The DOL finalized a rule in May that doubled the salary threshold below which workers are entitled to overtime—to $47,476 from $23,660.
Puzder wrote an op-ed for Forbes magazine the day the Obama administration announced the final overtime rule. “This new rule will simply add to the extensive regulatory maze the Obama Administration has imposed on employers, forcing many to offset increased labor expense by cutting costs elsewhere,” Puzder said.
Shah took issue with Puzder’s criticism. “The idea that somebody could be paid a weekly or yearly salary at the level of the current DOL’s limit and be considered a management employee exempt from overtime wages is very troubling,” he said. The DOL estimated that the overtime rule would have boosted income for 4.2 million people. It was temporarily blocked Nov. 22 by a federal judge who said the department exceeded its authority in issuing it.

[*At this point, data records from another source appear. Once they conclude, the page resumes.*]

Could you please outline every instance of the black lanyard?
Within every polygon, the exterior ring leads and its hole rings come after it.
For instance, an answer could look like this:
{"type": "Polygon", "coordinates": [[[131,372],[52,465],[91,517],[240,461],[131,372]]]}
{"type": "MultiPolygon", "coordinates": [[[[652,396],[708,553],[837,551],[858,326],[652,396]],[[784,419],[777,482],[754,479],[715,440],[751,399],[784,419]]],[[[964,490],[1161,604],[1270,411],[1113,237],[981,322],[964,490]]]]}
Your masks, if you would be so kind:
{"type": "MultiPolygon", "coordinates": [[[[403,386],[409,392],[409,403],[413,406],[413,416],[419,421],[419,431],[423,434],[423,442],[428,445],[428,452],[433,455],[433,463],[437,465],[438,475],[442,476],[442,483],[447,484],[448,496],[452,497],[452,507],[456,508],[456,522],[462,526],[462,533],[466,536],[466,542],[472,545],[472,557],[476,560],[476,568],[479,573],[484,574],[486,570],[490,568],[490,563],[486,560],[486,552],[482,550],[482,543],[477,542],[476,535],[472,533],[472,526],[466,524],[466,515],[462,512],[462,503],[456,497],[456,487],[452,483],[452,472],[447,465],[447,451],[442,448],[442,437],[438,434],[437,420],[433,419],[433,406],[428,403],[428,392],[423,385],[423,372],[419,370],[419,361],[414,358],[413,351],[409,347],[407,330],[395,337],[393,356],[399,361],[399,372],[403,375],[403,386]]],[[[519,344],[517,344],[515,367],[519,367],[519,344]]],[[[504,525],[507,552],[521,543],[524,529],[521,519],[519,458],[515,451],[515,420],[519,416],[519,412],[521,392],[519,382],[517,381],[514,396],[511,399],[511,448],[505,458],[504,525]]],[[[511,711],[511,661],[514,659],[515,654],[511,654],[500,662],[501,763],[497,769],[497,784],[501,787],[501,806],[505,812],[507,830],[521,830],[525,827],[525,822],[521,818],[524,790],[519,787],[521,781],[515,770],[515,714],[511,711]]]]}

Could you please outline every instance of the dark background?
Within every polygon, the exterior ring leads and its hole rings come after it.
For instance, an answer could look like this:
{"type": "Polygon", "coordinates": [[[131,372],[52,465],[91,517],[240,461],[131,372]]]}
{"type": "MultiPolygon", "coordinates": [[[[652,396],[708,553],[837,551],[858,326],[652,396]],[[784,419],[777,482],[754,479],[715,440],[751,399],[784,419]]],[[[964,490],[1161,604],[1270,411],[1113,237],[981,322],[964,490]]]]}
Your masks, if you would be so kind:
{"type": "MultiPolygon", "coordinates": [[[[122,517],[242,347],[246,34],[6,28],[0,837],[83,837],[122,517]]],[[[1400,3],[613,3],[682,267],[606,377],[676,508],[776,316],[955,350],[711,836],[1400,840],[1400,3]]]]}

Trump’s campaign promises that he “would look out for workers rather than big businesses” don’t mesh with Puzder’s selection, Shah said. “By nominating the CEO of a business that relies on people who are paid below living wages, people who have to support families, that’s not what people are voting for,” he said.
Jonathan Keselenko, a partner in the Boston office of Foley Hoag LLP, expects Puzder’s selection to change the face of wage-and-hour enforcement. “The Department of Labor now absolutely gives employers no benefit of the doubt” in its investigations, said Keselenko, who serves as chair of the Wage and Hour Defense Institute, a professional association of employer-side attorneys.
“For those that are in states where there are Democrats running the relevant agency, I think you’re going to see the states pick up a lot of the enforcement activity,” Keselenko told Bloomberg BNA. Dec. 8.
He gave the example of Massachusetts, where the governor is a Republican but it’s the attorney general, a Democrat, who controls wage-and-hour enforcement.
“We’ll see more stepped-up efforts by the states,” Keselenko said. “I think the private bar will pick up a lot of what the federal government is doing.”